Пожалуй, так можно описать наши попытки заняться любовью — да, мы пытались; секс оказался не более успешным, чем попытка жить вместе, но мы хотя бы попробовали. «Адажио», — говорили мы друг другу, когда пытались заниматься любовью, и потом, когда старались заснуть. Мы и сейчас иногда вспоминаем это слово; мы сказали друг другу «адажио», когда уезжали из Сан-Франциско, и все еще завершаем им наши письма — электронные и бумажные. Думаю, это и означает для нас любовь — только адажио . (Нежно, плавно, не спеша.) Для друзей, по крайней мере, оно подходит.
— Ну так кто она все-таки — та женщина на фотографиях? — спрашивал я Элейн в нашей просторной спальне, выходящей окнами на неоновую вывеску отеля «Адажио».
— Знаешь, Билли, она все еще приглядывает за мной. Она никогда не перестанет склоняться надо мной, трогать мой лоб, проверять мою прокладку, «нормально» ли идет кровь. Кстати, кровь всегда шла «нормально», но она проверяет до сих пор — она хотела, чтобы я знала, что она никогда не перестанет думать и тревожиться обо мне, — сказала Элейн.
Я лежал, размышляя об этом, — за окном тускло светились фонари на Юнион-Сквер и эта сломанная неоновая вывеска, вертикальное кроваво-красное «Адажио».
— Ты хочешь сказать, что миссис Киттредж все еще …
— Билли! — прервала меня Элейн. — Я никогда ни с кем не была так близка, как с этой ужасной женщиной. И никогда ни с кем не буду так близка.
— А как насчет самого Киттреджа? — спросил я, хотя после всех этих лет мне следовало бы понимать, о чем спрашивать можно, а о чем нет.
— Да на хер Киттреджа! — заорала Элейн. — Это его мать меня отметила ! Это ее я никогда не забуду!
— Насколько близки вы были? Как она тебя отметила? — спросил я, но она начала плакать, и я решил просто обнять ее — нежно, плавно, не спеша — и больше ничего не говорить. Я уже расспрашивал ее про аборт; дело было не в этом. Элейн перенесла еще один аборт, уже после того, который она сделала в Европе.

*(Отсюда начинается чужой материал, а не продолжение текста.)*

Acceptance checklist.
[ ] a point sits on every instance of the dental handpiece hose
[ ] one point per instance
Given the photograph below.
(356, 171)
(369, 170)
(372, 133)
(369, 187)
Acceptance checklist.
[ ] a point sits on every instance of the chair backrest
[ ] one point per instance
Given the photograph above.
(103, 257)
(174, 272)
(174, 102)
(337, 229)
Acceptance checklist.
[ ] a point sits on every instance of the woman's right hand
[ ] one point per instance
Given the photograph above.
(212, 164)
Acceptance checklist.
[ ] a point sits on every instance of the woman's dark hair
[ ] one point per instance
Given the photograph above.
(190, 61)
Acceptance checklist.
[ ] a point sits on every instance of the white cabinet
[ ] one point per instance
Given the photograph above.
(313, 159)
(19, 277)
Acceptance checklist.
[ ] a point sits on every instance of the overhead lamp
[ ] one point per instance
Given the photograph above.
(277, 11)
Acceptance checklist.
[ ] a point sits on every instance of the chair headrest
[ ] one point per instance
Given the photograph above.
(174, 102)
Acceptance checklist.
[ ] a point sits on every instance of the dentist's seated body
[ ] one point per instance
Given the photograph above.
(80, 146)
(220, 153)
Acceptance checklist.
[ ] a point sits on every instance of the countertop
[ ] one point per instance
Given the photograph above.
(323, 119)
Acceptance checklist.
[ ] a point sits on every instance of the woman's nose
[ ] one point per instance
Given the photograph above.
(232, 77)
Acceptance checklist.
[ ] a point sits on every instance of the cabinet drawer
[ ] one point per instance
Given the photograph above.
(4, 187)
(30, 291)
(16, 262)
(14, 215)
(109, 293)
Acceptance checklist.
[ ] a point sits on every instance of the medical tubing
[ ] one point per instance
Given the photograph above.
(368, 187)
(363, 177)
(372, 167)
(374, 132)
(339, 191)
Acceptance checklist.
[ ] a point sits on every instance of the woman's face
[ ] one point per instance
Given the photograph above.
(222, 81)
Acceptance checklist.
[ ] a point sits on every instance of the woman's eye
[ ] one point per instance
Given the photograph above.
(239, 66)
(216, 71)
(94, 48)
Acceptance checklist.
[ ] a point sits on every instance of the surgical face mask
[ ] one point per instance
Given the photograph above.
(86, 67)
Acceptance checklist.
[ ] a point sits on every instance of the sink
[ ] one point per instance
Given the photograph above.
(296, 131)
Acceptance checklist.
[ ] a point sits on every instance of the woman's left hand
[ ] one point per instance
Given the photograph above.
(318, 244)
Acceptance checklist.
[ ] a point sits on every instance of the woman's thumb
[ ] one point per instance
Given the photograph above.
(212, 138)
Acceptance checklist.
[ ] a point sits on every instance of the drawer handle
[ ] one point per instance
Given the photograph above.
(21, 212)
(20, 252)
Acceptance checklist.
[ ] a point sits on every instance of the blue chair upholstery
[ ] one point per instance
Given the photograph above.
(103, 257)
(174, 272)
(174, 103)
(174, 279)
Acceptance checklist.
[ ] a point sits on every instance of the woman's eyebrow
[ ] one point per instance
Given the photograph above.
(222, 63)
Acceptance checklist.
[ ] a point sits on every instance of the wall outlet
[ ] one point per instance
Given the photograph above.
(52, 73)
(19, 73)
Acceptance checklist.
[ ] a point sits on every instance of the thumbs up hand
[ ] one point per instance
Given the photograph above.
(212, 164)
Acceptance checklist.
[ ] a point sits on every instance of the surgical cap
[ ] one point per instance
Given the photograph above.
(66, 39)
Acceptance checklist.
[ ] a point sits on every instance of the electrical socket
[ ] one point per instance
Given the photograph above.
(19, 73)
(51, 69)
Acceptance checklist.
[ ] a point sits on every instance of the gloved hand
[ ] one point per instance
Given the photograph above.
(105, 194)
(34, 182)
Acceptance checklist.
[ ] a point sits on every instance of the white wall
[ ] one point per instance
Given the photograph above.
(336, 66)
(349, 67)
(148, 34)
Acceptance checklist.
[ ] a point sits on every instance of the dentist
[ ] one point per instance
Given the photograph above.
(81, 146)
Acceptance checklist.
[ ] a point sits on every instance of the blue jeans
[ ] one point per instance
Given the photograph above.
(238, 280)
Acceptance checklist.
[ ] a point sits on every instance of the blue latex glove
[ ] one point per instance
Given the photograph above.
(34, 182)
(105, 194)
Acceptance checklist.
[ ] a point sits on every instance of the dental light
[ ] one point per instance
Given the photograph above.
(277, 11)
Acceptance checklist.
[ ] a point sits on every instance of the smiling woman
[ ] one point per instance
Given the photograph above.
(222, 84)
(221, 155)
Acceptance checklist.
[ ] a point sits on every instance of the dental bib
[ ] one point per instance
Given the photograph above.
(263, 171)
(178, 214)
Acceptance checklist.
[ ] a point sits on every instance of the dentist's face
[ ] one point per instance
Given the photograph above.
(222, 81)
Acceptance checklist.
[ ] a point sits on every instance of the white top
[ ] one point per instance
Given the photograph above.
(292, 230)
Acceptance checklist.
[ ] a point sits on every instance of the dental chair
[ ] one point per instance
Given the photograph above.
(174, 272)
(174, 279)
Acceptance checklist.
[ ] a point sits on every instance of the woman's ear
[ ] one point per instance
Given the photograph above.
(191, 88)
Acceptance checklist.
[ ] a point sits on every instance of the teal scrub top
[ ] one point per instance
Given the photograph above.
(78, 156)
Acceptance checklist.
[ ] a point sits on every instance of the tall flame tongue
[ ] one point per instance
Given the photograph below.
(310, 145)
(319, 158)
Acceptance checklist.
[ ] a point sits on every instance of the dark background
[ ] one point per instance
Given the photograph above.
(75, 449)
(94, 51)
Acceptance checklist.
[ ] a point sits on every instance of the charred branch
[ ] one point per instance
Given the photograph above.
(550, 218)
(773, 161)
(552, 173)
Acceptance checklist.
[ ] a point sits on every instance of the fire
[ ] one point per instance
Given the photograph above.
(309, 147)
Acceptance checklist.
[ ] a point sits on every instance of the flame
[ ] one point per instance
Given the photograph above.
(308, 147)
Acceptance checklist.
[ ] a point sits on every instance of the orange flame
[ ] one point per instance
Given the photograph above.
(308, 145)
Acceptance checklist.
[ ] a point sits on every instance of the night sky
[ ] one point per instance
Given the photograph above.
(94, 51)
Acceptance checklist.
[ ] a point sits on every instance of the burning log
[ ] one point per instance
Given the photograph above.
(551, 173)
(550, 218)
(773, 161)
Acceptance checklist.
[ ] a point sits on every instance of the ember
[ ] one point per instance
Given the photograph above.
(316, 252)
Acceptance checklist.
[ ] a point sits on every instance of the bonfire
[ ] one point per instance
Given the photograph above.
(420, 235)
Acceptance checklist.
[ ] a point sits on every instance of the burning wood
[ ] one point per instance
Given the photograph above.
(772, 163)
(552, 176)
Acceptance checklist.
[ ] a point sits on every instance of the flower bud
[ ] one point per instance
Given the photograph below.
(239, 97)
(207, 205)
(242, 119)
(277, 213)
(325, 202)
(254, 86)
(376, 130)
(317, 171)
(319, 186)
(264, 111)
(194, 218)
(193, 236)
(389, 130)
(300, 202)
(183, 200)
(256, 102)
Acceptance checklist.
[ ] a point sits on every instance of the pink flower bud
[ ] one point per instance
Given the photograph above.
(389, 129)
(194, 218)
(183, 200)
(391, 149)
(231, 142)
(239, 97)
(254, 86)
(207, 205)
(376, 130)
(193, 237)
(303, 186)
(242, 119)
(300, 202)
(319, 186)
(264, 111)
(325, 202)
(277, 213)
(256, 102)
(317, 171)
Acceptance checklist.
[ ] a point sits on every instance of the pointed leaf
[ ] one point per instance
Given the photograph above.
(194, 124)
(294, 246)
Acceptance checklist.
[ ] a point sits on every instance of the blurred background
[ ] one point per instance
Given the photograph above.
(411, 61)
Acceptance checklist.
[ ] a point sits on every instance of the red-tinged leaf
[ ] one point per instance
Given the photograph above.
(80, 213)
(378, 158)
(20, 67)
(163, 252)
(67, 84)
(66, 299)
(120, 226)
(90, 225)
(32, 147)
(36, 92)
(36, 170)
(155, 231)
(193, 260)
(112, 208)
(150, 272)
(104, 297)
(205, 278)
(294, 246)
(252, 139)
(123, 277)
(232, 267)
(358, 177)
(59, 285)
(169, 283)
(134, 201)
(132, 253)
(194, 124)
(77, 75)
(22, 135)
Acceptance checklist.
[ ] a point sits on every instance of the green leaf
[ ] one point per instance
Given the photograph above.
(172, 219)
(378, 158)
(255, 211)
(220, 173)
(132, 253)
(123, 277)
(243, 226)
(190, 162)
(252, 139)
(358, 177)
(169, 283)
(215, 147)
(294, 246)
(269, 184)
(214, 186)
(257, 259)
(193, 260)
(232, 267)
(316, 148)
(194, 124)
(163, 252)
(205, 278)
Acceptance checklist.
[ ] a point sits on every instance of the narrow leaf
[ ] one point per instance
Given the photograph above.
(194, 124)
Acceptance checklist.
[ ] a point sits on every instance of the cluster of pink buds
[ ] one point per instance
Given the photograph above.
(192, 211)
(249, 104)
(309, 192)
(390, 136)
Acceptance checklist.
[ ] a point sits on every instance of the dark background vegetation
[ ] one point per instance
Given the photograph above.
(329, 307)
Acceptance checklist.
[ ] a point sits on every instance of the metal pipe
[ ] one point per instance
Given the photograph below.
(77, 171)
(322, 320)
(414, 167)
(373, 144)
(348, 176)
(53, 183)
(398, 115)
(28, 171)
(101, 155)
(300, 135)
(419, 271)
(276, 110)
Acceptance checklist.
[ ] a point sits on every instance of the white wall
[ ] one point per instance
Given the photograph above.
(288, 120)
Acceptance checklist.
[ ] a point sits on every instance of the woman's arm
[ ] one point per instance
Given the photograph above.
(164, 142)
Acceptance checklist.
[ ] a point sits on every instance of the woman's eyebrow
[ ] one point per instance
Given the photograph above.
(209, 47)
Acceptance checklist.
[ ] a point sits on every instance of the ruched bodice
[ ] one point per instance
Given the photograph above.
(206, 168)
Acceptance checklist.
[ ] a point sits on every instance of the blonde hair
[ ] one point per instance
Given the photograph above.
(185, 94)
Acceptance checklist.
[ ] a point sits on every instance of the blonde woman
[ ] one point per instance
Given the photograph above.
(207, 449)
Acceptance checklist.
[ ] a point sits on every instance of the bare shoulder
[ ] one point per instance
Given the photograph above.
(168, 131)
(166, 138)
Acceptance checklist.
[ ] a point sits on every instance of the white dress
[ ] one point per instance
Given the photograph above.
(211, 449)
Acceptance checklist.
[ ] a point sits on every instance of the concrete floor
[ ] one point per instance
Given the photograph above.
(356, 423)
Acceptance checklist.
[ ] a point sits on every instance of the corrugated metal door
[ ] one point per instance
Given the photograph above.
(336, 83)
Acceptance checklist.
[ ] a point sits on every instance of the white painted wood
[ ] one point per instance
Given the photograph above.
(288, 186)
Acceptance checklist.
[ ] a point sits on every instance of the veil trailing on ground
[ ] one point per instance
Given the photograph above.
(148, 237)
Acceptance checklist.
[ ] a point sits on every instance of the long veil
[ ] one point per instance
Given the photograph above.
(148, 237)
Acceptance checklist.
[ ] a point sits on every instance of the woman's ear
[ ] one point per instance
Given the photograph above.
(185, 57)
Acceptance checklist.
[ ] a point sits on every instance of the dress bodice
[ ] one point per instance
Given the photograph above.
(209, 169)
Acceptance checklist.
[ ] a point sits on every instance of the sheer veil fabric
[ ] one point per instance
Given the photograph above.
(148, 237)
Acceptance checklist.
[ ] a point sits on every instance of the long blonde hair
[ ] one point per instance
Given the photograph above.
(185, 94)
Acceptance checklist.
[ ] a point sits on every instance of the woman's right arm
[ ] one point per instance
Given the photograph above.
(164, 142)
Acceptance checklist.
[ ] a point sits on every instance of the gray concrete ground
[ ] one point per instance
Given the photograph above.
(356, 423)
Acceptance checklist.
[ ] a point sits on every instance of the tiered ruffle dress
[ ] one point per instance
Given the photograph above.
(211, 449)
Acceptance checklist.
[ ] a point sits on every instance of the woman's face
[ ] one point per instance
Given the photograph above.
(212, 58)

— Не так оно и ужасно, с учетом альтернативы, — вот и все, что сказала Элейн о своих абортах. Как бы ни отметила ее миссис Киттредж, с абортом это точно не было связано. И если Элейн и «экспериментировала» с лесбийским сексом — я имею в виду, с миссис Киттредж, — то эти подробности она собиралась унести с собой в могилу.
Фотографии Элейн, которые я сохранил, были единственным, что давало пищу моим размышлениям о матери Киттреджа и о том, насколько «близки» они были с Элейн. Силуэт и попавшие в кадр фрагменты тела женщины (или женщин) на тех фотографиях для меня живее, чем единственное воспоминание о миссис Киттредж на борцовском матче — в тот первый и последний раз, когда я увидел ее. Я знаю «эту ужасную женщину» по тому, как знакомство с ней отразилось на моей подруге Элейн. Как и себя самого я знаю по постоянным влюбленностям в неподходящих людей. И на мне оставило свой след то, как долго я скрывал свою тайну от тех, кого я любил.